6. Reasoning
6. REASONING
There are many times that reason told me to do one thing and my worst impulses urged me to do another. Had I listened to my reason, I would never have needed to work the Twelve Steps and you would not be reading this now.
Bill Wilson explained that in alcoholic insanity, the very best thinking was often accompanied by very poor thinking. I don’t know if he coined the phrase “stinkin’ thinkin'” but those words are familiar to most people in recovery. It’s the kind of thinking that gets you in trouble. What’s puzzling is that it can suddenly appear just when I am thinking in a very sane and reasonable way. On page 37, I am warned that along side my sound reasoning runs an insane idea.
The definition: “Reasoning – The drawing of inferences (passing from one judgment to another, or from a belief or cognition to a judgment)”
Those parentheses are included in the Webster’s definition. In them, I see a description of one thing passing into another, such as a belief passing to a judgment. That notion of transformation is crucial to understanding my insanity.

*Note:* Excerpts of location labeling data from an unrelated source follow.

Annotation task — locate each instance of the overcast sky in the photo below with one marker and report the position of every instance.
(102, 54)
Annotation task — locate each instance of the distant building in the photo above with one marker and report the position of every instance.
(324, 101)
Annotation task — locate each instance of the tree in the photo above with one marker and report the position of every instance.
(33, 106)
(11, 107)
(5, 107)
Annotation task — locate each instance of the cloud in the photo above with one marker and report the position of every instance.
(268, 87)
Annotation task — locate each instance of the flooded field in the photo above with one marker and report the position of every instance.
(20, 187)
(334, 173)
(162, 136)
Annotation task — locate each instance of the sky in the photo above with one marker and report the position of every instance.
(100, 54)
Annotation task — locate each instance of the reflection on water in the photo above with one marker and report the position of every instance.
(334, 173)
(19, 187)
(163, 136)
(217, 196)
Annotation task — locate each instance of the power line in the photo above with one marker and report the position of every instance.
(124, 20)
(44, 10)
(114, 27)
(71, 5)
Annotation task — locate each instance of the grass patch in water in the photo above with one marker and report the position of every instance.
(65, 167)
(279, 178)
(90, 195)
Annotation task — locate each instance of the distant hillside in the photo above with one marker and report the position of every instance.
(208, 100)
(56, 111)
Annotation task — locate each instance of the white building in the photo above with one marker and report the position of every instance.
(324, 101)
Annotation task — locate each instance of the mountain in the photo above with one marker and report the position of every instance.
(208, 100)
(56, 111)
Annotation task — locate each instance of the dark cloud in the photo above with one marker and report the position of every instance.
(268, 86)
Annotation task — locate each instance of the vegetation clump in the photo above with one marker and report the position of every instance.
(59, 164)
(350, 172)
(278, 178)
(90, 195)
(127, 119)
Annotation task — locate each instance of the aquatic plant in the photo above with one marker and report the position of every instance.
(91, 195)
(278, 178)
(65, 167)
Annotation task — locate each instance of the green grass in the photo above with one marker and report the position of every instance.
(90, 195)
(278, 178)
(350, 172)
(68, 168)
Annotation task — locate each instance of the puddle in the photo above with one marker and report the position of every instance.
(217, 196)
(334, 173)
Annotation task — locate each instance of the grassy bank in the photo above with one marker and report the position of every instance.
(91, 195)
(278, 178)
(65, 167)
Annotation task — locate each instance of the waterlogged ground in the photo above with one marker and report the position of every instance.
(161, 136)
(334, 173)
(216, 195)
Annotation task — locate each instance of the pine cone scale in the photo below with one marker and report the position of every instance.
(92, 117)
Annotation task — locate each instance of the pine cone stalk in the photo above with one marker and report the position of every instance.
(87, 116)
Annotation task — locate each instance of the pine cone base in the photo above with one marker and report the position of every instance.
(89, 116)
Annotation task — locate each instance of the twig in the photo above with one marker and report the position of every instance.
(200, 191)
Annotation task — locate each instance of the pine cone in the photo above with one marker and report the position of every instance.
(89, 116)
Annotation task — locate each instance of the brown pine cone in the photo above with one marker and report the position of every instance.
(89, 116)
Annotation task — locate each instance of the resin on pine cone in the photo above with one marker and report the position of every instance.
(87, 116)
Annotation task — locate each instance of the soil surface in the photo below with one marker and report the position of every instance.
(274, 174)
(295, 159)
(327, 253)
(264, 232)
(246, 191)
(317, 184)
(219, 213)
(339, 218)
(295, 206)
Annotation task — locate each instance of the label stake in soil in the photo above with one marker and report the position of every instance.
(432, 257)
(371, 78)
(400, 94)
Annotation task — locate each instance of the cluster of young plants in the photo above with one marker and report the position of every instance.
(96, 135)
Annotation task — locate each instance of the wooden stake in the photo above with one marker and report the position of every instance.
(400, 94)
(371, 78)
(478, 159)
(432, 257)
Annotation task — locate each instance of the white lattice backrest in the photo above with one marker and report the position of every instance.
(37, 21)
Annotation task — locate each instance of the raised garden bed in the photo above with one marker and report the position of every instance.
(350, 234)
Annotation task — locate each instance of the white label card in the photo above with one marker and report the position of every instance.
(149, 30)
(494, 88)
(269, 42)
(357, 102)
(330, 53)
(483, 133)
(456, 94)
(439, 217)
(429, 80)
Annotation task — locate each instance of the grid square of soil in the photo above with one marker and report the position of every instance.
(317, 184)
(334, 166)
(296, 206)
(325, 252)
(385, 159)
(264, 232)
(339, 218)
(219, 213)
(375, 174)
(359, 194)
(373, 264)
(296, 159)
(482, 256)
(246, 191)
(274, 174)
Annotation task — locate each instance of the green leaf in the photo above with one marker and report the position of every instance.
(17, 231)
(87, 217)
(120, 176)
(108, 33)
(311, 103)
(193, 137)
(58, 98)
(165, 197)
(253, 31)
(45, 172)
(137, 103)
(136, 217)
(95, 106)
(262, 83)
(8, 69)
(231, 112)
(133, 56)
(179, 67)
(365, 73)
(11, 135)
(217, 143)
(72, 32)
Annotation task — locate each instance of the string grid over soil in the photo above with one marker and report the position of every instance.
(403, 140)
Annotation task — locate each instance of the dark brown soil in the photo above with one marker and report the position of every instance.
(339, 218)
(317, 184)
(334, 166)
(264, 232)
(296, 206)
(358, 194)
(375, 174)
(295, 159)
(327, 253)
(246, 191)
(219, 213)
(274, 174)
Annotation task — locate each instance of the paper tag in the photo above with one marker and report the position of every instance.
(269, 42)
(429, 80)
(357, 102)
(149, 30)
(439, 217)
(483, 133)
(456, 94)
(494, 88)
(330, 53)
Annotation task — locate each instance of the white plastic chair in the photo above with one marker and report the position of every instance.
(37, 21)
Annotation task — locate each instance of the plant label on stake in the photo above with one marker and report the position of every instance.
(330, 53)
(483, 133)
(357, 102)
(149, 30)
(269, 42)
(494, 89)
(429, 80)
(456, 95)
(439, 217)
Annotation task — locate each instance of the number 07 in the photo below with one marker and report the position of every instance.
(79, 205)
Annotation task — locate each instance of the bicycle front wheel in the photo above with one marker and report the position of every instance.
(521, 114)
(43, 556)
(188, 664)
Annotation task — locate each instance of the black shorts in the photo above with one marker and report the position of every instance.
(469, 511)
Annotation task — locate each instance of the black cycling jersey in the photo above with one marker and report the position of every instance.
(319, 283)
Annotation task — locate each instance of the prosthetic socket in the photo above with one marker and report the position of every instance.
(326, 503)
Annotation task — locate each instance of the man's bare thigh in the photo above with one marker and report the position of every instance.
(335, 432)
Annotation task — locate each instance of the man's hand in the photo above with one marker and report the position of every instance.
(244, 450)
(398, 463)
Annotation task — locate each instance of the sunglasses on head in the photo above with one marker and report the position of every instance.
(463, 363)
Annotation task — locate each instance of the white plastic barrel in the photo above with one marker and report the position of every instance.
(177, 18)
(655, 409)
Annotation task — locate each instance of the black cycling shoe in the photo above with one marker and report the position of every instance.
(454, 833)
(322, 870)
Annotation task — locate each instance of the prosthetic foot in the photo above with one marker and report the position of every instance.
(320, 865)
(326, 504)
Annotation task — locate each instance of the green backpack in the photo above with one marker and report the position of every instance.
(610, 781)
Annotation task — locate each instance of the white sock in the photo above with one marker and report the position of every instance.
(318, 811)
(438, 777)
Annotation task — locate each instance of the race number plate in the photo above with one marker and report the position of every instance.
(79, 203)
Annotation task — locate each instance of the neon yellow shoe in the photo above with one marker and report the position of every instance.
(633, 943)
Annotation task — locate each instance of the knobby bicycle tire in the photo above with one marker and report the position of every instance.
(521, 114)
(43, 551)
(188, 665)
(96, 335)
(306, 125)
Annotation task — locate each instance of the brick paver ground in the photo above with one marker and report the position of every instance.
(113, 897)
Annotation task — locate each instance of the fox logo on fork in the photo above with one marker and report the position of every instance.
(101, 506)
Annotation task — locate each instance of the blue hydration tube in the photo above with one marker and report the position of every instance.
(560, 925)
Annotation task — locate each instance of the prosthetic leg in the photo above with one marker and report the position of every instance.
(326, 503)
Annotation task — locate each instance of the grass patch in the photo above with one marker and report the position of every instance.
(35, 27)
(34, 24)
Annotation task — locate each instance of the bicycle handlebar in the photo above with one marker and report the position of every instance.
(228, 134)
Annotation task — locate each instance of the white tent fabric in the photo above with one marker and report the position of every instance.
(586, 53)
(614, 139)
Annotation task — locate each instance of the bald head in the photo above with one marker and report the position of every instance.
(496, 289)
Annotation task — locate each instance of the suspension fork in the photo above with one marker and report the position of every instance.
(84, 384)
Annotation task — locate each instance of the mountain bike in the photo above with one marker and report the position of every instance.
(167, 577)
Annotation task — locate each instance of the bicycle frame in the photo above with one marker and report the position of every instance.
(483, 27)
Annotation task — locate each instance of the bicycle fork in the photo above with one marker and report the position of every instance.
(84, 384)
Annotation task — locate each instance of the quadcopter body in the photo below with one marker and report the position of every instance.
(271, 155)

I wasn’t sure how to illustrate two ideas coexisting in parallel to each other (one being reasonable and the other being unreasonable). My thoughts leapt to books and how they can contain many, many different thoughts and ideas within a very tightly packed space. I have opened a book to a couple of different places because the two passages somehow related to (or contradicted) each other. The drawing is of a man using his fingers to “bookmark” two pages. Somehow, that captured the idea of “inferences” for me.